Intermittent fasting, short-term and long-term fasting protocols are being studied and revamped from the scary studies from the 70s (which I now think were intentionally designed to fail). Civilizations have been fasting for health benefits since the beginning of humankind. The 2015 Nobel Price for Science was awarded to a Japanese biologist who studied a process called AUTOPHAGY, or "self-eating".
In a nutshell, this process shifts into high-gear around day 4 of water-only fasting and your body knows how to go to work cleaning house of dead and dying cells and tissues, consuming it as an efficiency (and life-saving) mechanism. On day 5 your body knows to start producing more human growth hormone, which generates cell and tissue growth. If the fast-feast cycle of our hunter-gatherer ancestors weren't so successful we probably wouldn't be here.
ETA this paragraph: another amazing benefit, which I was desperate for, was the body's ability to focus on repair and regenerate without also having to stop and digest food. More than 50% of our body's energy is spent digesting food. This is one reason why the "grazing" diets that were suggested to me always made me feel worse. Repairing GI damage was ground zero for allowing my own immune system to manage some of my infections better and more efficiently, for allowing my body to receive and absorb nutrients more effectively, and to "go to work" on the rest of my body. Aside from the benefits of lowered insulin levels, the rest and repair process is the primary reason for intermittent fasting overnight--and why "break" "fast" is breakfast. Earlier generations always fasted 12+ hours overnight. "Snacks" are a modern invention.
When the body has completed this detoxing process, it usually sends signals to you that it's ready to receive food again and then you start--very slowly over the course of a few days--drinking and then eating food again. I was not receiving signals--I was just a gigantic body-wide yeast machine. I kept waiting for the signals and had an upcoming interview so I finally decided I needed appx 10 days for recovery so I stopped at 35.

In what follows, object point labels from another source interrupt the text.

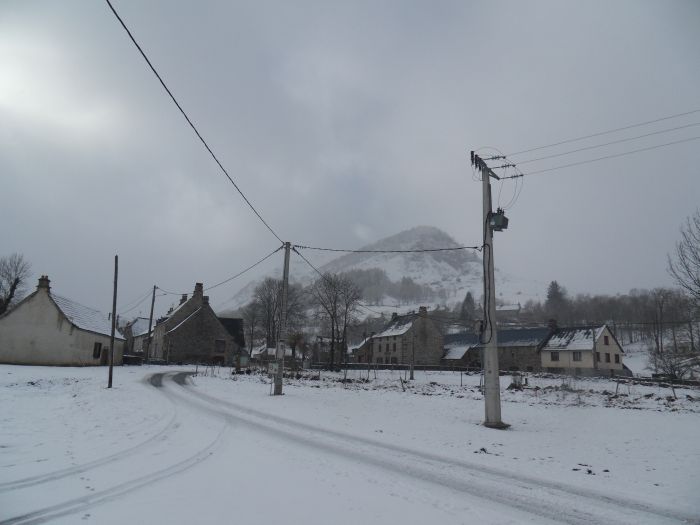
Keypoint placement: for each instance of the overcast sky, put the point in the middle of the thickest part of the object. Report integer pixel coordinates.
(343, 122)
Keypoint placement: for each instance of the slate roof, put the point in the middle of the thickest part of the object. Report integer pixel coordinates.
(574, 338)
(234, 327)
(398, 326)
(84, 317)
(178, 325)
(139, 326)
(456, 352)
(507, 337)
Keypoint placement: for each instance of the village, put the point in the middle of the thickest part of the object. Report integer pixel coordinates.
(49, 329)
(401, 262)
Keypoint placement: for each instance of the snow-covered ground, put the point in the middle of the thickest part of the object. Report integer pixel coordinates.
(217, 449)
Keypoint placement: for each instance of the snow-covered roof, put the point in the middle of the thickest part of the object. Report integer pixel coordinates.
(84, 317)
(456, 352)
(399, 325)
(574, 338)
(354, 348)
(139, 326)
(178, 325)
(508, 308)
(270, 352)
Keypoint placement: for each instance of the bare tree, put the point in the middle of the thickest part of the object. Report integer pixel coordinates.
(251, 319)
(337, 298)
(350, 296)
(14, 272)
(268, 298)
(326, 295)
(674, 365)
(684, 267)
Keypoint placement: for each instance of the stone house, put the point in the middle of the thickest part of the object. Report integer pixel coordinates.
(518, 349)
(234, 326)
(413, 337)
(49, 329)
(590, 351)
(192, 333)
(135, 333)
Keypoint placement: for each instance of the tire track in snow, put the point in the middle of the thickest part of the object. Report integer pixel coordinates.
(532, 495)
(79, 504)
(153, 380)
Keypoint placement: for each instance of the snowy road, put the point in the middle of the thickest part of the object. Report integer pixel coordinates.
(210, 458)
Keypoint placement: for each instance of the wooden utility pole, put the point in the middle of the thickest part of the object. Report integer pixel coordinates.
(282, 341)
(489, 337)
(149, 339)
(114, 321)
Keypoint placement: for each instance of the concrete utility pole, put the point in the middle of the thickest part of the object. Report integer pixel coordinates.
(282, 341)
(489, 337)
(149, 339)
(114, 321)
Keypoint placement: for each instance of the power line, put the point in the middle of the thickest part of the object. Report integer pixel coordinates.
(478, 248)
(229, 278)
(608, 143)
(361, 305)
(141, 302)
(204, 142)
(613, 156)
(605, 132)
(140, 299)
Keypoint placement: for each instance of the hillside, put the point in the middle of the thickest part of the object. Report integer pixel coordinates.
(441, 278)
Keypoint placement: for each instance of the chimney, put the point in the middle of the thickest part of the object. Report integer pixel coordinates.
(44, 283)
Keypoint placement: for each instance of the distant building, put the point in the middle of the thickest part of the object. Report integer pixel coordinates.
(518, 349)
(508, 313)
(49, 329)
(408, 338)
(585, 351)
(135, 332)
(192, 333)
(592, 350)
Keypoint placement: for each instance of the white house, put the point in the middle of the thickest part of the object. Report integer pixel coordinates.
(583, 351)
(48, 329)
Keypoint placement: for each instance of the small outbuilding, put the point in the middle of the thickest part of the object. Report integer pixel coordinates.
(49, 329)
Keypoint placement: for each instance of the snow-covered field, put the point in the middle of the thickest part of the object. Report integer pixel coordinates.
(160, 447)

There are practitioners helping patients with chronic conditions with a serious success rate using fasting protocols. You might have heard of Dr Fung--a Canadian nephrologist who reports that his geriatric and chronic illness patient base has a 95%+ recovery rate (with the exception of late-stage kidney failure) using fasting protocols. It's astounding to hear him describe how quickly he gets these 70-80-90 year olds OFF meds.
The protocol is a little different depending on how overweight/underweight you might be but studies have shown that for a typical middle-aged man of 155 lbs (rather light for an American man of modern age), he has enough reserves in his body to sustain a 40-day fast. The longest fasting record was a 400 lb man who fasted for 385 days on water-only, under the supervision of an MD who gave him potassium support during the final month, I think.
When the body is not being fed food, which nearly all is converted to sugar for the body's fuel source, the body knows to target fat for consumption. It's why our bodies naturally store fat. Our fat contains significant nutrition and this process (ketosis) is what the training or prep period accomplishes, which can make a fast much much easier on the body and mind. In fact, the Silicon Valley uber competitive 20-somethings are experimenting with fasting to achieve a higher level of brain function. The brain benefits of fat-burning isn't new--kids with former severe seizure disorders have been successfully placed on high-fat protocols for decades.
There is more necessary detail to share to help describe what MY unique experience was with the fasting and of course I hope it inspires others who feel it might be worth exploring.
I hope you are all faring well during the crazy holidays, surrounded by those you love and taking good care of yourselves.